The good news is, the teen’s brain is also going through a process called pruning.
Pruning happens when new connections are made within the brain through new experiences. Then, the connections used most often are strengthened and those that aren’t exercised as much are “pruned” out.
How is this good news?
Well, it means that pruning makes way for faster, clearer, learning, and more complex thoughts. And it’s during this time that we can take advantage of the phase of development by teaching new things.
Use Pruning to Amplify SEL Lessons
Social-emotional learning helps calm the busy mind of a teenager. And since their minds are strengthening connections that are used more frequently in the brain, it’s the perfect time to teach frequent SEL lessons.

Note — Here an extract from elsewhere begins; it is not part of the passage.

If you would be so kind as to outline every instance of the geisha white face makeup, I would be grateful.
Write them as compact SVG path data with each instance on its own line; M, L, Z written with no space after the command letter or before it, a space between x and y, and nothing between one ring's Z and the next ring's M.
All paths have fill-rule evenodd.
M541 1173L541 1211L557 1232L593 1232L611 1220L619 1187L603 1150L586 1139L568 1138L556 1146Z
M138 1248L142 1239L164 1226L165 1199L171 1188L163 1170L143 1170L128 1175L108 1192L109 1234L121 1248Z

We all know mindfulness is like a muscle that must be exercised often, and practice makes perfect. So imagine a mind that’s already more receptive to learning new things and creating new habits.
That’s the kind of brain that can be molded, in a good way, to help a teen carry social-emotional skills with them the rest of their lives.
So, here’s some great SEL lessons to incorporate during the teenage years:
- Deep breathing
- Teaching the value of seeking adult advice
- Teaching study skills (try a study planner)
- Waiting to make important decisions (allow reasoning and rationalization to take place)
- Teaching how to identify and avoid bad influences
- Digital Google Slides Lessons for teaching SEL
The teen brain is different than an adult brain because it’s still growing. But it truly is like a sponge and instead of becoming frustrated with teenage behavior, we can embrace the opportunity. In doing so, we’re helping instill valuable social-emotional skills that will stick with them forever.